POST
/
v1
/
chunk
/
sentence
curl --request POST \
  --url https://api.chonkie.ai/v1/chunk/sentence \
  --header 'Authorization: Bearer <token>' \
  --header 'Content-Type: multipart/form-data' \
  --form tokenizer_or_token_counter=gpt2 \
  --form chunk_size=512 \
  --form chunk_overlap=0 \
  --form min_sentences_per_chunk=1 \
  --form min_characters_per_sentence=12 \
  --form approximate=false \
  --form 'delim=<string>' \
  --form include_delim=prev \
  --form return_type=chunks
[
  {
    "text": "<string>",
    "start_index": 123,
    "end_index": 123,
    "token_count": 123,
    "sentences": [
      {
        "text": "<string>",
        "start_index": 123,
        "end_index": 123,
        "token_count": 123
      }
    ]
  }
]

Authorizations

Authorization
string
header
required

Your API Key from the Chonkie Cloud dashboard

Body

multipart/form-data
file
file

The file to chunk.

tokenizer_or_token_counter
string
default:gpt2

Tokenizer or token counting function to use. Can be a string identifier or an instance.

chunk_size
integer
default:512

Maximum number of tokens per chunk.

chunk_overlap
integer
default:0

Number of overlapping tokens between chunks.

min_sentences_per_chunk
integer
default:1

Minimum number of sentences to include in each chunk.

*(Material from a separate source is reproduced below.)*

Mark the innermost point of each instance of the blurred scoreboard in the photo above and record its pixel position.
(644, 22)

min_characters_per_sentence
integer
default:12

Minimum number of characters per sentence.

approximate
boolean
default:false

Use approximate token counting for faster processing (deprecated).

delim
default:[".","!","?","\n"]

Delimiters to split sentences on.

include_delim
enum<string> | null
default:prev

Include delimiters in the chunk text. If so, specify whether to include the previous or next delimiter.

Available options:
prev,
next
return_type
enum<string>
default:chunks

Whether to return chunks as text strings or as SentenceChunk objects.

Available options:
texts,
chunks

Response

200 - application/json
Successful Response: A list of `SentenceChunk` objects.
text
string

The actual text content of the chunk.

start_index
integer

The starting character index of the chunk within the original input text.

end_index
integer

The ending character index (exclusive) of the chunk within the original input text.

token_count
integer

The number of tokens in this specific chunk, according to the tokenizer used.

sentences
object[]

List of Sentence objects contained within this chunk.

Represents a single sentence with metadata, used within sentence-based chunks.